PHILADELPHIA — Bette Garber, the most prominent truck photographer in North America, passed away this month at 65.
A familiar face at trucking shows and big-rig beauty pageants from coast to coast, Garber, a former fashion copywriter, taught herself photography then spent the last 30 years making big rigs into objects of art.
She published four beautiful coffee-table books all devoted to trucks: “Custom Semi Trucks,” “Custom Semi,” “Custom Semi-Trucks 2,” and her most recent, “Ultra-Custom Semi Trucks.” All the books were published by MBI Publishing of Minneapolis, Minn.

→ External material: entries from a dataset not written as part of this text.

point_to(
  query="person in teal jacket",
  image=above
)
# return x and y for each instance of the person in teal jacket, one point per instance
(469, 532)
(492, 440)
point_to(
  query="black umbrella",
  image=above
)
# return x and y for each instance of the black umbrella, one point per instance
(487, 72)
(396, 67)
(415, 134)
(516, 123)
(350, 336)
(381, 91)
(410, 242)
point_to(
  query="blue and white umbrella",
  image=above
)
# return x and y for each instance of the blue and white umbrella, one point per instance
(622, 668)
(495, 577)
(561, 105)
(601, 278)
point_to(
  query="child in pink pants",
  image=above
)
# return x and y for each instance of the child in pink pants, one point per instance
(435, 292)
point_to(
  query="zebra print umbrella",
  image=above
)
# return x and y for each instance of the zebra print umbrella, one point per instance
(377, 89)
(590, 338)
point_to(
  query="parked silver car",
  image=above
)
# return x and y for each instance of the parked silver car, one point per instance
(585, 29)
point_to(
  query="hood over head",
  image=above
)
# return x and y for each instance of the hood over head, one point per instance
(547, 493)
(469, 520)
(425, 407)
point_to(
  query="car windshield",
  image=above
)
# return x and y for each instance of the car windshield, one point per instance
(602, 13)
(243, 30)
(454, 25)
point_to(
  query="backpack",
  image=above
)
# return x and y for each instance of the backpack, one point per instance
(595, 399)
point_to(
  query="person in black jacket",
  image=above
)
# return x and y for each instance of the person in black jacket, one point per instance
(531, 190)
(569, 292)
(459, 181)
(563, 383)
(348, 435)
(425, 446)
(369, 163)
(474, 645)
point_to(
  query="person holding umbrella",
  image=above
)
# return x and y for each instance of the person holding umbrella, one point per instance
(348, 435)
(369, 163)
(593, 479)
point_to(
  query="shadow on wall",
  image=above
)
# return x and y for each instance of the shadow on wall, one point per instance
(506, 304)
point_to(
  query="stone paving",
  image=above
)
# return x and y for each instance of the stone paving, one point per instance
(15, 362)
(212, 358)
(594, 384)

She’s well-known in Canada, too. Among the hundreds of spectacular rigs featured in her last book is Phil Langevin’s all-chrome Freightliner COE. Langevin, another perennial show-and-shine winner, is from the Ottawa Valley.
Garber also wrote for the American trucking magazines Heavy Duty Trucking and RoadStar.
Garber got hooked on trucks when she was on the road with a company she and her former husband Charles founded in 1970. During those trips, she carried a CB radio and that brought her into the world of trucking, a world she never abandoned.
Her books, which are works of art themselves, don’t only take readers into the cabs, engine compartments and sleepers of the most gorgeous rigs on the road, they also take the readers into the lives of the people who drive and customize the trucks.
This week the New York Times ran an obituary stating that she “was known to do anything to get a shot, from lashing herself to the roof of a moving truck to dangling above traffic while suspended from an overpass.”
Her contributions to the world of trucks and trucking journalism will be deeply missed.